Winches and deliveries

After a couple of weeks away to do some proper work, learn to weld, and keep the local delivery companies busy ordering the myriad of bits of equipment, tools and fittings required for the refit, it was back to Narwhal to put more of the refit into action. Top of the list was to get the port primary winch which has so far refused to turn back into working order. A few cold weeks had passed since I was last onboard and so the final mile of the journey was tinged with anxiety, how wet will she be inside? How much mildew will require cleaning? How much water will be in the bilge? And can I remember the combination for the padlock? Fortunately I recalled the padlock code and Narwhal turned out to be quite dry inside with only a very faint aroma of boat, easily sorted with a little cleaning. Beds made, heaters and kettle on and she was back to feeling like home. 

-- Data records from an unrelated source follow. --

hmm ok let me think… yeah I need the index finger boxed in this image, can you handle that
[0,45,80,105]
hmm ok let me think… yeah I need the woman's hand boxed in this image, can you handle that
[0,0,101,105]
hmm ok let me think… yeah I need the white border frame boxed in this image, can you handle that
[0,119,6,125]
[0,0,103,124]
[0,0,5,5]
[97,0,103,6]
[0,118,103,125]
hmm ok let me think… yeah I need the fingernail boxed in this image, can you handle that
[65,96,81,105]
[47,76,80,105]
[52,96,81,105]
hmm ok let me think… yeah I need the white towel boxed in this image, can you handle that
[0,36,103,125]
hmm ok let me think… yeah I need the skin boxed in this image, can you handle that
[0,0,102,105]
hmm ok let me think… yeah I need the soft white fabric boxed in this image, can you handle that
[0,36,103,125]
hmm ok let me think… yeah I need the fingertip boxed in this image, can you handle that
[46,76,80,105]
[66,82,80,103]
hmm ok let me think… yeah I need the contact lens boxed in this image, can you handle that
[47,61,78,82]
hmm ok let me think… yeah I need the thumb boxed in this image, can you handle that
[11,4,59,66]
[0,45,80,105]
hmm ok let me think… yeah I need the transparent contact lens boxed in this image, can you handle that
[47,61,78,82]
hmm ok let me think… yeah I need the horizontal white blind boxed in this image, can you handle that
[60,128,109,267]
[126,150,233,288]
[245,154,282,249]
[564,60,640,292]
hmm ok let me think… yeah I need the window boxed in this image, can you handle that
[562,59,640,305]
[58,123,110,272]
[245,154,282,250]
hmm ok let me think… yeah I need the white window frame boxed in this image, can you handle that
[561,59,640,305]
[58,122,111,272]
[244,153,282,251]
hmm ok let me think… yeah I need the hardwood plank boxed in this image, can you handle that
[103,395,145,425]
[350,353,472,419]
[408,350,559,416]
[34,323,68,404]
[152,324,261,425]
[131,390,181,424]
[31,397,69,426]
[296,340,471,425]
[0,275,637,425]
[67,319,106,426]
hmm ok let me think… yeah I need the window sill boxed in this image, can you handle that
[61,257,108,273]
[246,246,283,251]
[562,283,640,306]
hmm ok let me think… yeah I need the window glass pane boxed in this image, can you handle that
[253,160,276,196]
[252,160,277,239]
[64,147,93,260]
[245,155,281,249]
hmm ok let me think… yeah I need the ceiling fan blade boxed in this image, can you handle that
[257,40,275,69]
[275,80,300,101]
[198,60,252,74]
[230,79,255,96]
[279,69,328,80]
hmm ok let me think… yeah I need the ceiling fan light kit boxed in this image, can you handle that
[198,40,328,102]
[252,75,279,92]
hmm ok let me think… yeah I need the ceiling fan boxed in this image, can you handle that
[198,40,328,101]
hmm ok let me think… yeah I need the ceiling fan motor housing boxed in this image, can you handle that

The first job was loading all of the deliveries on board. With the amount of boxes it felt quite exciting and like an early Christmas, exciting that is if you like getting toilet fittings and plumbing parts in your festive stocking. We had purchased a new lavac toilet through ebay but being quite large it was collection only. Dutifully I rang up the seller to arrange collection. Greeting a stranger on the phone with the words ‘Hi, I have bought a toilet from you’ felt a little odd but they were unfazed and the collection was arranged. 

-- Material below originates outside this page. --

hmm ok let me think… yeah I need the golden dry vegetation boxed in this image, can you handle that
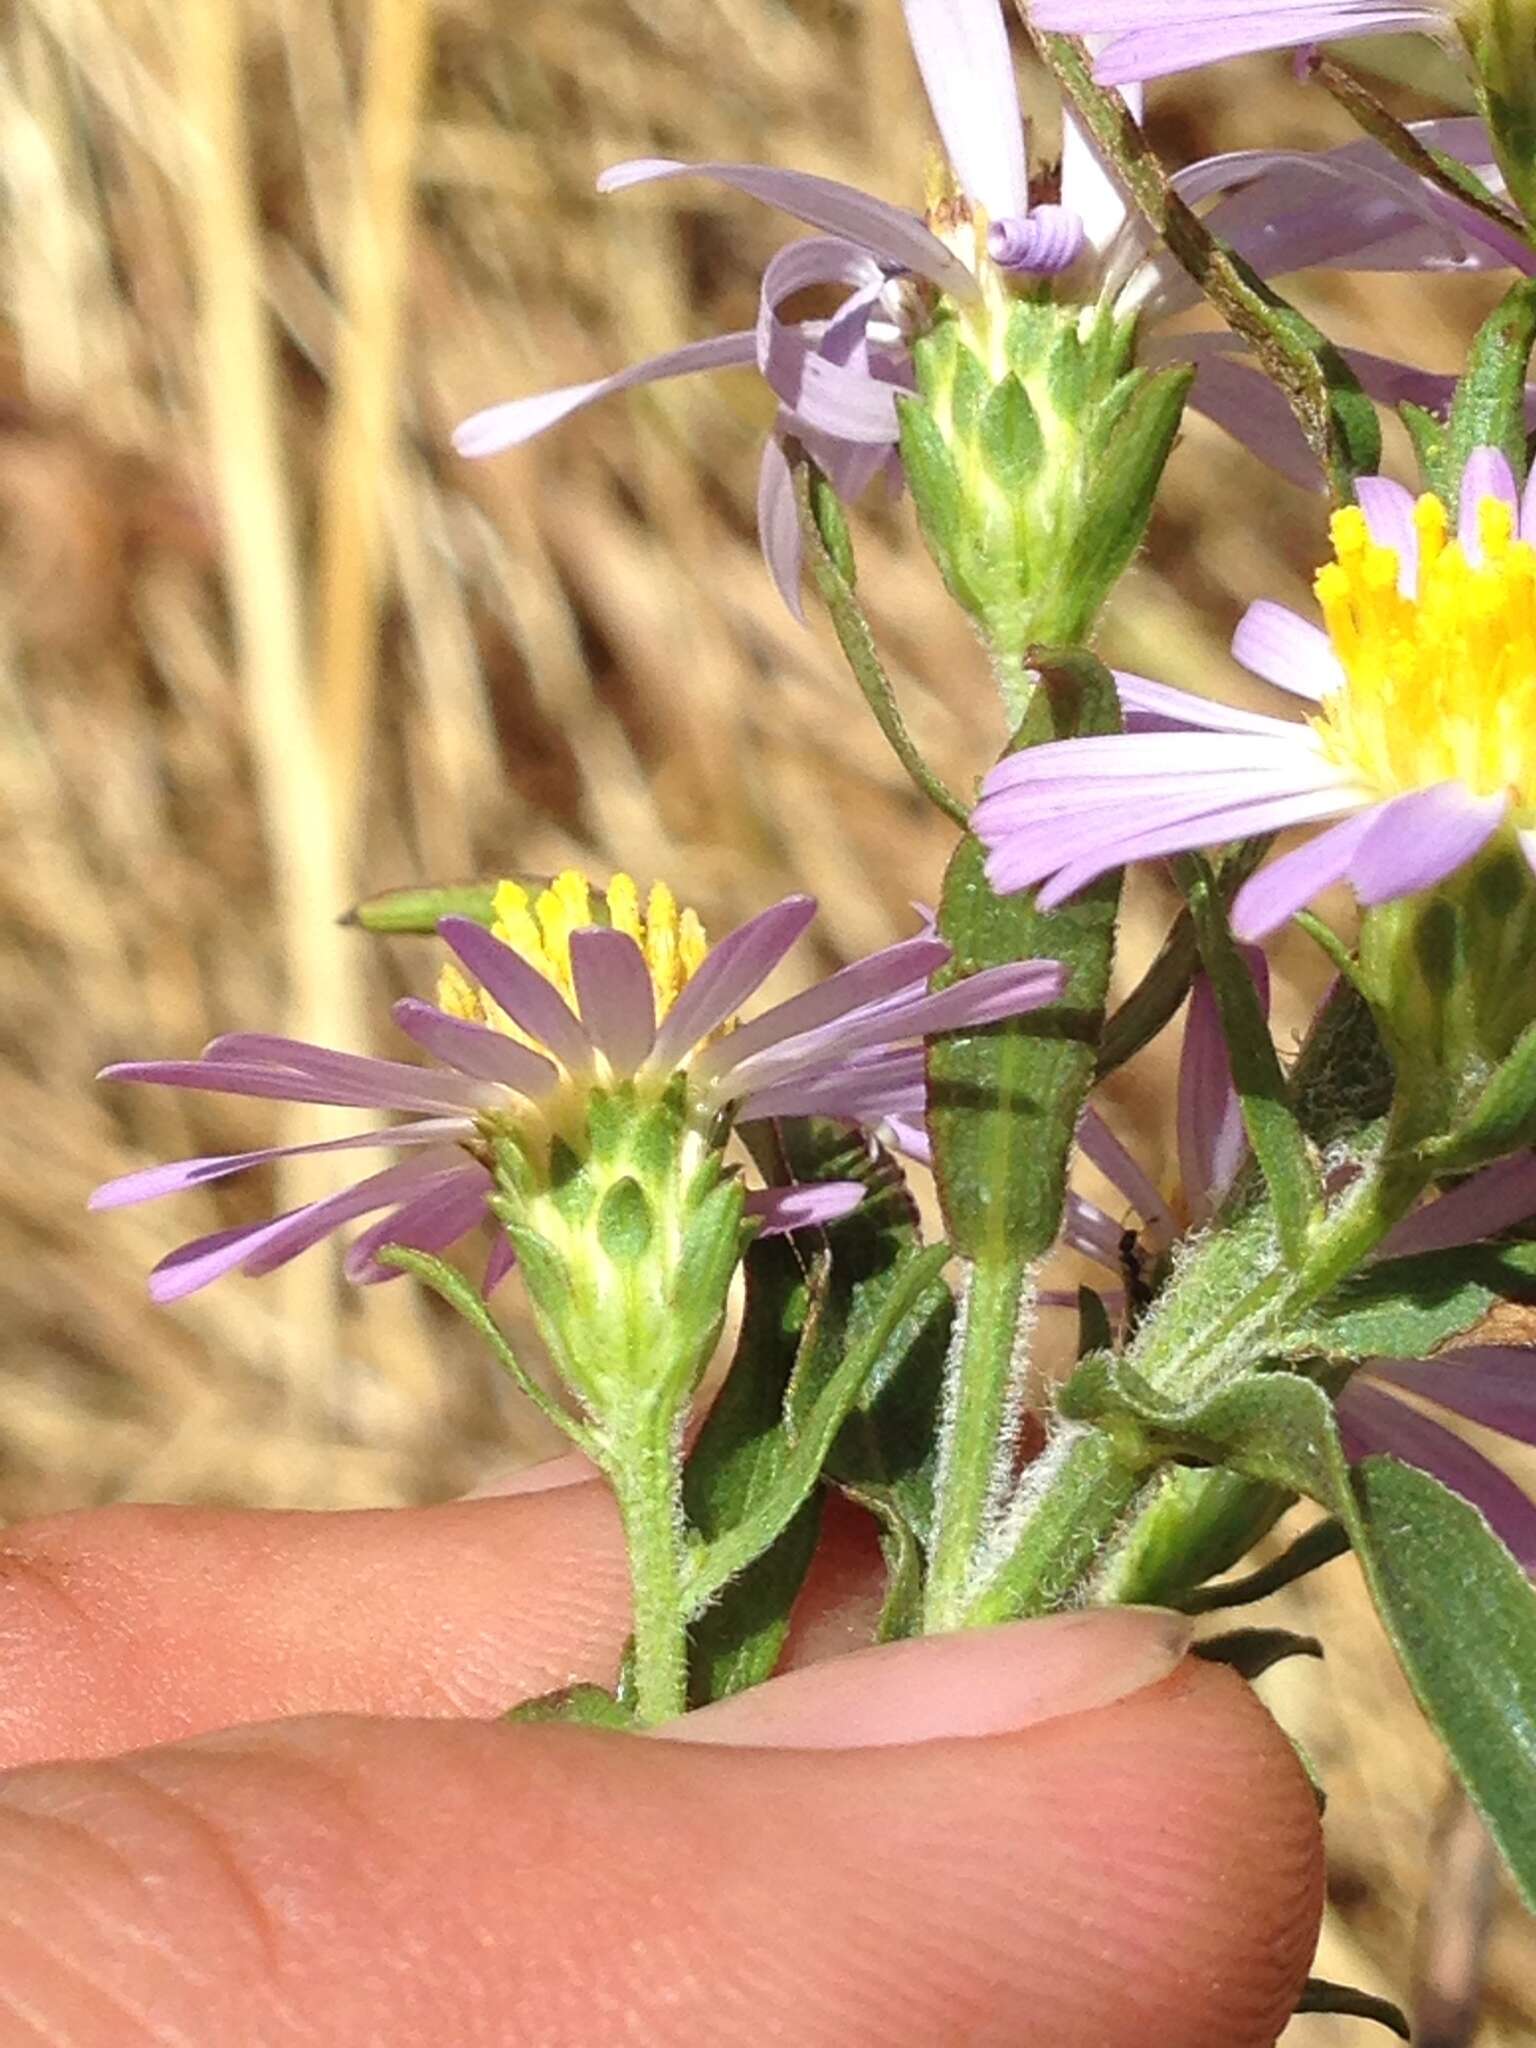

The winch apart, a sight I was beginning to think I would never see.

The winch apart, a sight I was beginning to think I would never see.

Exciting unpacking jobs over it was time to get down to business with the misbehaving winch. I had anticipated that stripping the winch down to discover the problem would be a fairly easy task. However the bolts holding the the winch housing to the deck had other ideas. It appeared that they had been in place for a number of years and where quite happy where they were. Neither lubricant, heat, bolt extractors nor liberal application of the hammer would persuade them to move. As in most situations where the way forward appears impossible I took the only sensible option and had a cup of tea. Spurred on by a cuppa I tried a last ditch attempt involving some treaded rod and a very long handled wrench. A series of movements so imperceptibly small that I might have been imagining them were followed by an almighty bang, and joy of joys, the bolts were free! After that the rest of the parts came apart much more easily. The problem was resolved by consulting the manual and putting the parts into their correct locations, something that clearly hadn’t been done the last time it was serviced. Job completed it was time for another cup of tea as the sun set over the marina.